Talent gezocht: nieuw elan voor het kernwinkelgebied van Maastricht.
Maastricht staat voor dezelfde uitdaging als veel andere populaire bestemmingen in Europa: hoe verdeel je de bezoekersstromen op een manier dat iedereen daar baat bij heeft? Om een antwoord te vinden op deze vraag, werken vijf ‘kwartiermakers’ in het centrum van de Limburgse hoofdstad nauw met elkaar samen. Deel 4 van een vijfdelige serie: het kernwinkelgebied.
Het Boschstraatkwartier, het Jekerkwartier, het Stokstraatkwartier en niet te vergeten Wyck. Het zijn stuk voor stuk bijzondere plekken Maastricht, waar de inwoners van de Limburgse provinciehoofdstad zelf graag komen. Omdat het er zo lekker rustig is. Of omdat je, zelfs als frequente bezoeker, altijd weer verrast wordt door de bijzondere verscheidenheid aan winkels, restaurants, cafés en galerieën. Wat ze vooral met elkaar gemeen hebben, is dat het allemaal stadsdelen zijn, die gezien hun bijzondere karakter beschouwd kunnen worden als bestemmingen op zich.

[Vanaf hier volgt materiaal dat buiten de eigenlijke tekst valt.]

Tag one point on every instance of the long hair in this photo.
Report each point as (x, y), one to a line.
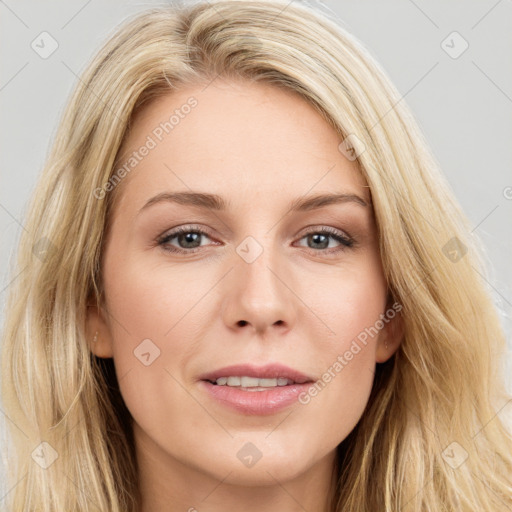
(431, 437)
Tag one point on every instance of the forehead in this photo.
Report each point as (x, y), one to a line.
(245, 140)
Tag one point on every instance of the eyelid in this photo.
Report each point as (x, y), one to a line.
(345, 240)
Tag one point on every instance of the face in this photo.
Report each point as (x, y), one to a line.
(262, 281)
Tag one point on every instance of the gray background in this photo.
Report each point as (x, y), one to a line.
(463, 104)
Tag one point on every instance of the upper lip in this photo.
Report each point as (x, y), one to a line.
(268, 371)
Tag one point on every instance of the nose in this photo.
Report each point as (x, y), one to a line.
(259, 296)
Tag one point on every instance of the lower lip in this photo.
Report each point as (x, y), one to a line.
(256, 402)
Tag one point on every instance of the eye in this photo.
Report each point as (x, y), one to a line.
(189, 240)
(188, 237)
(320, 239)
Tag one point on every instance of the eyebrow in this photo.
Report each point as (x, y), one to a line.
(216, 202)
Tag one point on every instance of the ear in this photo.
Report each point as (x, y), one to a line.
(97, 331)
(390, 336)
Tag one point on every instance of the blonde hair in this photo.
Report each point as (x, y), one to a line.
(436, 400)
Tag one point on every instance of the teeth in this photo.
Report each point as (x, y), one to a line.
(253, 382)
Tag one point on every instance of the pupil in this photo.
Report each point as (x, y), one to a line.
(316, 237)
(190, 238)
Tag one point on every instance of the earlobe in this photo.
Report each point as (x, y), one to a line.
(97, 333)
(389, 339)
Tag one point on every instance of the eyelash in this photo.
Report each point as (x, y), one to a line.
(346, 242)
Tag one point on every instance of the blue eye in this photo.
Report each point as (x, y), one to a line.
(189, 240)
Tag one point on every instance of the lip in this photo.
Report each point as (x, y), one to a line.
(260, 403)
(268, 371)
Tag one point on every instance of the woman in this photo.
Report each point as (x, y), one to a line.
(177, 340)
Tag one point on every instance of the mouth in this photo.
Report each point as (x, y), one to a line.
(254, 390)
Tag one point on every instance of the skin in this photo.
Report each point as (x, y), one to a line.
(258, 147)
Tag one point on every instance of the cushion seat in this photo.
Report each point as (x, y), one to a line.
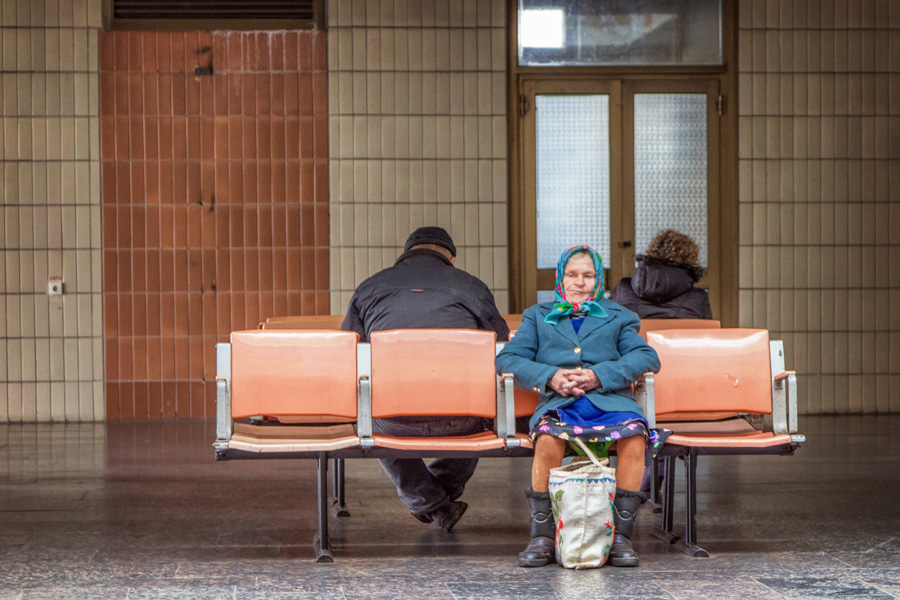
(292, 438)
(758, 439)
(474, 443)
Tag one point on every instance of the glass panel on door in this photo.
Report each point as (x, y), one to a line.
(572, 179)
(670, 168)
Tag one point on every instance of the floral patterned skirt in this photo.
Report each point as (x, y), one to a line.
(599, 437)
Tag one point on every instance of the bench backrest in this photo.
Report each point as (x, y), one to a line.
(433, 372)
(305, 322)
(334, 321)
(294, 373)
(712, 370)
(527, 400)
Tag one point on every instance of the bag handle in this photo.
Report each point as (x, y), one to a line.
(588, 452)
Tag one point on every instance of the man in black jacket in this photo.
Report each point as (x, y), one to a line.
(423, 290)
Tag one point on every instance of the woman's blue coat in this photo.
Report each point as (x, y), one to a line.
(610, 346)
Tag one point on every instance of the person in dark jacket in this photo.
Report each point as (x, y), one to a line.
(663, 282)
(663, 288)
(423, 290)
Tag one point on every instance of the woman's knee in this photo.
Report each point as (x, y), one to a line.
(549, 445)
(631, 448)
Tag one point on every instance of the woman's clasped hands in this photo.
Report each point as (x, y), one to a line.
(574, 382)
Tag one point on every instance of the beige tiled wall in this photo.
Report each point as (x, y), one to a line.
(819, 159)
(51, 353)
(417, 134)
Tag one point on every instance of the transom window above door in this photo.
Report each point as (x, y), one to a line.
(620, 32)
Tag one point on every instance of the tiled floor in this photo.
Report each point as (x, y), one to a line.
(143, 511)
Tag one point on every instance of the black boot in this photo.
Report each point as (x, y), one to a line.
(625, 504)
(541, 548)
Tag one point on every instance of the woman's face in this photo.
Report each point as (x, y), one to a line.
(579, 278)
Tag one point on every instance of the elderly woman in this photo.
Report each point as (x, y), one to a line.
(582, 353)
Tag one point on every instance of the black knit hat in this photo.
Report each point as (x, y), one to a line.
(430, 235)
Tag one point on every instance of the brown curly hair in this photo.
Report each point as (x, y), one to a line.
(674, 247)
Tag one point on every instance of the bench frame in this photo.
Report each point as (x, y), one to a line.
(783, 419)
(336, 505)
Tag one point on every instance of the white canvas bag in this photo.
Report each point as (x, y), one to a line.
(581, 495)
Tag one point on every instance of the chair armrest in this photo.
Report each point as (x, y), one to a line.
(786, 383)
(505, 425)
(364, 411)
(364, 395)
(783, 419)
(784, 375)
(224, 423)
(644, 396)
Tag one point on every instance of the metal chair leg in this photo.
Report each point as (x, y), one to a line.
(338, 506)
(665, 533)
(321, 543)
(688, 545)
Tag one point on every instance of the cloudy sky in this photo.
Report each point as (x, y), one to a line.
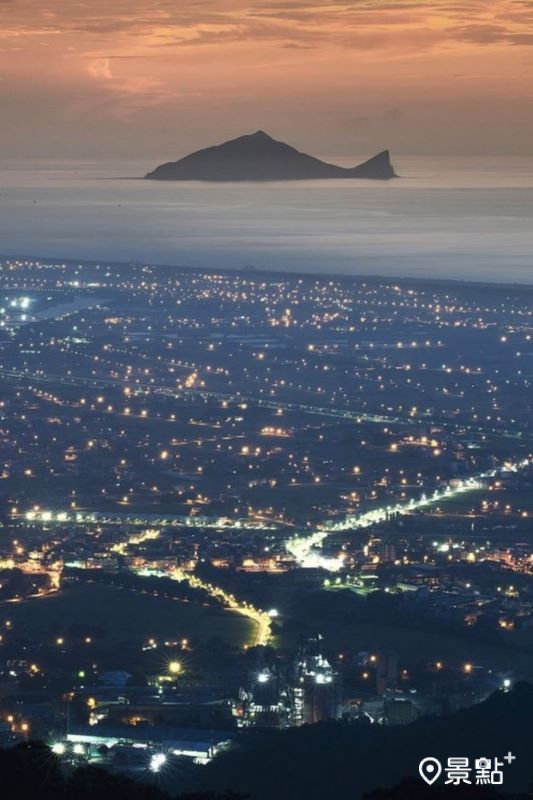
(147, 78)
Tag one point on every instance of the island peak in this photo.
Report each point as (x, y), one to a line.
(259, 157)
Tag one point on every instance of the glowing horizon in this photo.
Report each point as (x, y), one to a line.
(148, 78)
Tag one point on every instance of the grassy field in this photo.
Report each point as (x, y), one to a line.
(126, 616)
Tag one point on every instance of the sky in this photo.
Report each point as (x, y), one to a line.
(156, 79)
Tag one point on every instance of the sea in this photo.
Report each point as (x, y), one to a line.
(454, 218)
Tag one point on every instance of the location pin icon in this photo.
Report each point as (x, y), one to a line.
(430, 769)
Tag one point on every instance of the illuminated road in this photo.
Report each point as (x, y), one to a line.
(262, 620)
(306, 549)
(298, 408)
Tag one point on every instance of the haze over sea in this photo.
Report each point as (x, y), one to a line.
(460, 218)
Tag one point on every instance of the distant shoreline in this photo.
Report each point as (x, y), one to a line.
(251, 270)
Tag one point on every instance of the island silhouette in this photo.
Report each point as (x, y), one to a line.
(259, 157)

Het tegenovergestelde is het geval met het deel van Maastricht dat wel wordt aangeduid als ‘kernwinkelgebied’, een aantal bekende, grote straten en pleinen aan de westkant van de Maas, waar je – zeker op drukke dagen, die in deze tijd van het jaar weer in het verschiet liggen – over de koppen kunt lopen.
Piekmomenten
De bekende winkelstraten in het kernwinkelgebied, in het bijzonder de Grote Staat en omgeving, worden door zowel inwoners als bezoekers – zeker op piekmomenten – als erg druk ervaren. Hoogste tijd om daar iets aan te doen, vindt centrummanager Astrid Verberne. Zij spant zich in om met behulp van vijf ‘kwartiermakers’ een spreiding over de stad te bewerkstelligen. ,,In het belang van de hele stad. Als we erin slagen de druk op de binnenstad te verdelen, heeft iedereen in Maastricht daar baat bij: ondernemers, pandeigenaren en inwoners.”

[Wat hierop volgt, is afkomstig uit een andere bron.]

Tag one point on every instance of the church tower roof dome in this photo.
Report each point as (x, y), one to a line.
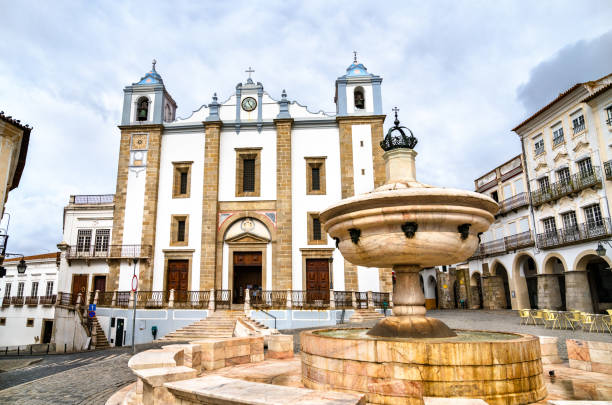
(151, 77)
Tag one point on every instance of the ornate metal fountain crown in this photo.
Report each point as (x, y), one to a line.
(393, 141)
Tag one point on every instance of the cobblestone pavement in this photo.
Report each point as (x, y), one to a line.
(499, 320)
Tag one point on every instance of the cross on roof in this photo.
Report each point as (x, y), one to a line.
(249, 71)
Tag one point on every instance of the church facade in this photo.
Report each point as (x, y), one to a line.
(228, 198)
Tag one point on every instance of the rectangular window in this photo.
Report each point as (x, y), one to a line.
(578, 124)
(569, 220)
(179, 230)
(180, 236)
(316, 229)
(49, 291)
(20, 288)
(102, 238)
(593, 215)
(34, 292)
(315, 175)
(316, 179)
(550, 228)
(558, 136)
(182, 177)
(563, 175)
(248, 176)
(539, 146)
(83, 240)
(585, 167)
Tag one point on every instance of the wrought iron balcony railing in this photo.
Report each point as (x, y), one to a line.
(110, 252)
(574, 234)
(608, 169)
(575, 183)
(513, 203)
(94, 199)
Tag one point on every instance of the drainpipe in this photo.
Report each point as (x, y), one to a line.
(535, 234)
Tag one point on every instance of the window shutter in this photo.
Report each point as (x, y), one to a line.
(248, 175)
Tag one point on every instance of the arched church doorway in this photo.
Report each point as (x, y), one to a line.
(600, 283)
(552, 285)
(525, 282)
(434, 285)
(476, 287)
(505, 301)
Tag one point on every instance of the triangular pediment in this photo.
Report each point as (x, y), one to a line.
(247, 238)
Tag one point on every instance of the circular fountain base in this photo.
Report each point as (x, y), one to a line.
(500, 368)
(411, 327)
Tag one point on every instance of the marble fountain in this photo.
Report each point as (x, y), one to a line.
(409, 226)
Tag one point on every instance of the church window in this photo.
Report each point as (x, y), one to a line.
(182, 179)
(359, 98)
(179, 230)
(315, 231)
(142, 110)
(248, 175)
(315, 175)
(248, 169)
(83, 240)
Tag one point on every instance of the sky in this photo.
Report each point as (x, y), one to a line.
(462, 73)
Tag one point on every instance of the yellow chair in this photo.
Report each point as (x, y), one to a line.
(538, 314)
(525, 316)
(588, 320)
(551, 318)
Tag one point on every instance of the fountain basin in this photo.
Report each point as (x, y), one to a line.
(500, 368)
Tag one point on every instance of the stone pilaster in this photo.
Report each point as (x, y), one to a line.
(577, 291)
(282, 271)
(549, 296)
(210, 197)
(493, 294)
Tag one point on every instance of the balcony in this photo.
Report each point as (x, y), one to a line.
(576, 234)
(574, 184)
(608, 169)
(503, 245)
(513, 203)
(112, 252)
(95, 199)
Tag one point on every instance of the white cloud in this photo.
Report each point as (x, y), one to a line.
(452, 67)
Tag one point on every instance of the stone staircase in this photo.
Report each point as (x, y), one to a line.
(363, 315)
(218, 324)
(100, 336)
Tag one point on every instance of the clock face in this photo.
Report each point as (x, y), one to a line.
(249, 104)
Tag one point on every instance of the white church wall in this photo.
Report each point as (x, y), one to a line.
(313, 142)
(247, 138)
(179, 147)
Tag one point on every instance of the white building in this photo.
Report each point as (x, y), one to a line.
(28, 299)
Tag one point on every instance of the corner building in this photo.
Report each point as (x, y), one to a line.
(228, 198)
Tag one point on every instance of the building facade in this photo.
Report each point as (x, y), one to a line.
(567, 173)
(28, 300)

Een van de kwartiermakers die Astrid Verberne helpen haar ambitie waar te maken, is marketingdeskundige Ellis Visser. Ellis – ze heeft een eigen bureau in de binnenstad – is sinds afgelopen voorjaar voorzitter van de Vereniging van Ondernemers in de Binnenstad van Maastricht (VOC), een omvangrijke club met 800 tot 900 potentiële leden. ,,Lang niet iedereen is aangesloten. Al zijn velen wel lid van een kleinere vereniging van een plein of straat. Ik probeer hier de komende tijd verandering in te brengen, door zoveel mogelijk mensen in beweging te krijgen. Dat wil ik graag doen door bestaande samenwerkingsverbanden te intensiveren en ze met elkaar in verbinding te brengen, met als uiteindelijk doel een gezamenlijke visie op de binnenstad te ontwikkelen en een eigen identiteit die Maastricht verder versterkt. Dat betekent voorlopig vooral praten, en bestaande partijen met elkaar proberen te verbinden: van wij-zij naar zij aan zij. Als ondernemers in de binnenstad hebben we dezelfde belangen, ondanks de verschillen tussen de diverse retailers.’’
Nieuwe strategie
Een betere verdeling van de bezoekersstromen is in ieders belang, schetst de VOC-voorzitter. ,,Als je op mooie dagen door de stad loopt, zie je overal mensen. Winkeliers hebben over het algemeen niet te klagen over aanloop. Maar als bewoners en mensen van elders klagen dat het ergens druk is – soms veel te druk – kan zich dat op een zeker moment tegen je gaan keren. Als we ons meer verenigen en meer naar het grote belang kijken, is dat ook voor ons voordelig. We maken daarom graag de verbinding binnen en buiten ons kwartier. Het centrum van Maastricht is toe aan een nieuwe strategie, waarin iedereen zich gehoord voelt. Grote ondernemers, maar ook de kleinere.”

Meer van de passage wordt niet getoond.